Quelle connerie, la guerre ! Sebastian Barry nous fond dans le magma, dans la violence de la naissance de  « l’Amérique », avec une telle finesse qu’on se croirait immergé dans une guerre contemporaine. Thomas raconte son existence ballottée de plaines en montagnes, au rythme des avancées et des reculades de ses troupes. Fin observateur et commentateur des horreurs, des massacres des populations indigènes auxquels il participe, il dit l’absurde avec des mots si simples qu’ils touchent au cœur.

Il dit les ordres stupides auxquels on ne peut qu’obéir, il dit les génocides, les massacres des Noirs par les Confédérés, il dit le froid qui gangrène, la chaleur qui tue, la faim qui engourdit. Les canons broient les membres, les baïonnettes trouent les ventres, fauchent la jeunesse, qu’elle soit Apache ou Irlandaise. Il a une telle conscience du peu de valeur accordée à une vie, à sa vie, qu’il subit sans se plaindre, concentrant son énergie à survivre. L’habitude de la misère lui a enseigné que geindre ne sert à rien.

Faire autant d’expériences de mort imminentes rend fou ou philosophe, Thomas, écrasé par l’Histoire, sauve sa part d’humanité et reste un individu en conservant sa capacité à s’émerveiller. Dans ce chaos, la beauté n’est que plus fulgurante ; la beauté de John Cole, de leurs caresses, discrètes, à peine mentionnées ; celle des sentiments qu’eux deux portent à Winona, cette enfant sioux qu’ils ont recueillie et adoptée comme leur fille ; celle des paysages sublimes, de la nature paisible ; celle d’un visage compatissant, d’un geste de bonté envers un étranger.

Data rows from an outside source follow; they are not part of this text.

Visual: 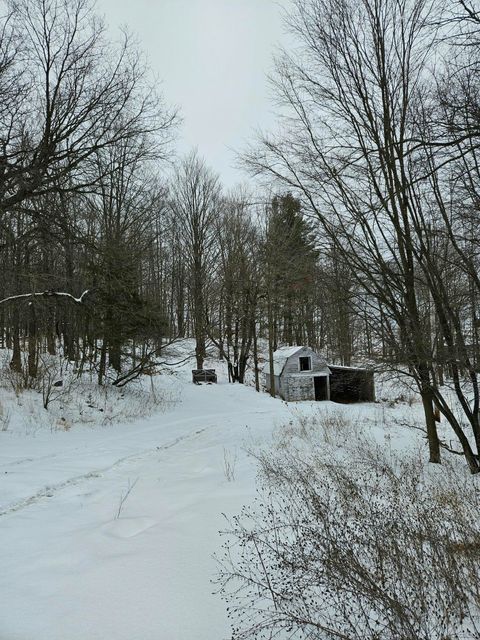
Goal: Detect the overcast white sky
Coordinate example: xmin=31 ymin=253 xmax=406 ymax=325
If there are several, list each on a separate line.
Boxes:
xmin=97 ymin=0 xmax=289 ymax=187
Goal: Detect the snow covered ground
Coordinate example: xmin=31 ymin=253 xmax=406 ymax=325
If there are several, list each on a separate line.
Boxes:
xmin=0 ymin=350 xmax=448 ymax=640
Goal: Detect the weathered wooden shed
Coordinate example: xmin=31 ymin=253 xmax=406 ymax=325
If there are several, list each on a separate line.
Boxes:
xmin=263 ymin=346 xmax=330 ymax=402
xmin=263 ymin=346 xmax=375 ymax=403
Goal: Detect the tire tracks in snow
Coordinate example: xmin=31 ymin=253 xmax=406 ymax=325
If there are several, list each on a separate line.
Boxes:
xmin=0 ymin=427 xmax=207 ymax=517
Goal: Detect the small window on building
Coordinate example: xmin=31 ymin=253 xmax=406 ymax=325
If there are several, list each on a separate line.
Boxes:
xmin=298 ymin=356 xmax=312 ymax=371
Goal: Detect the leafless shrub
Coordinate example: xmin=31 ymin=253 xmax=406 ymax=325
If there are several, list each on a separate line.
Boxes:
xmin=115 ymin=478 xmax=138 ymax=520
xmin=218 ymin=442 xmax=480 ymax=640
xmin=0 ymin=403 xmax=10 ymax=431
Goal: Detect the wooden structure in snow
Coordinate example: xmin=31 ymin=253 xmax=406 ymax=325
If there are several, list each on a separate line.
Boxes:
xmin=263 ymin=346 xmax=375 ymax=402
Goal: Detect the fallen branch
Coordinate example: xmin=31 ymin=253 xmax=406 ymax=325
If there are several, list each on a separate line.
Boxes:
xmin=0 ymin=289 xmax=92 ymax=305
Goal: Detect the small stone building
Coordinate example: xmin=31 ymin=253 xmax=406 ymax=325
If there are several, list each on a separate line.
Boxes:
xmin=263 ymin=346 xmax=375 ymax=403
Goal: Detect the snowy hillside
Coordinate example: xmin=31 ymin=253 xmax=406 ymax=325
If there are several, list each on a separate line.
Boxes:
xmin=0 ymin=348 xmax=474 ymax=640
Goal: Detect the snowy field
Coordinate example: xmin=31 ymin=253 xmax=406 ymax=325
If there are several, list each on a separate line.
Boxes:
xmin=0 ymin=348 xmax=464 ymax=640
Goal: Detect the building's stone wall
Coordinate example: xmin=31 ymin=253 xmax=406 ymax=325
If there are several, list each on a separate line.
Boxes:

La narration de Thomas est faite de phrases courtes, d’un vocabulaire à la hauteur de son éducation, rudimentaire, mais ses propos sont gracieux, subtils, subliment la justesse du personnage et l’empathie que le lecteur ressent pour lui. Thomas se sait ni plus malin, ni plus courageux qu’un autre, mais plus chanceux, parce qu’aimé. Ni naïf, ni cynique, il ne juge les autres que sur leurs actes. En retour, il trouve des êtres qui acceptent, naturellement, son désir de s’habiller en femme. Barry, et c’est là l’une des manifestations sensibles de ce roman bouleversant, n’en fait pas une singularité primordiale, simplement un fait, une partie intégrante de son être. Délicatesse et terreur, Les jours sont sans fin, aussi pleins de désespoir que d’amour absolus.

Parvenir, sans pathos, sans forcer le trait, à faire sentir la charogne et éprouver l’attachement… Que c’est beau !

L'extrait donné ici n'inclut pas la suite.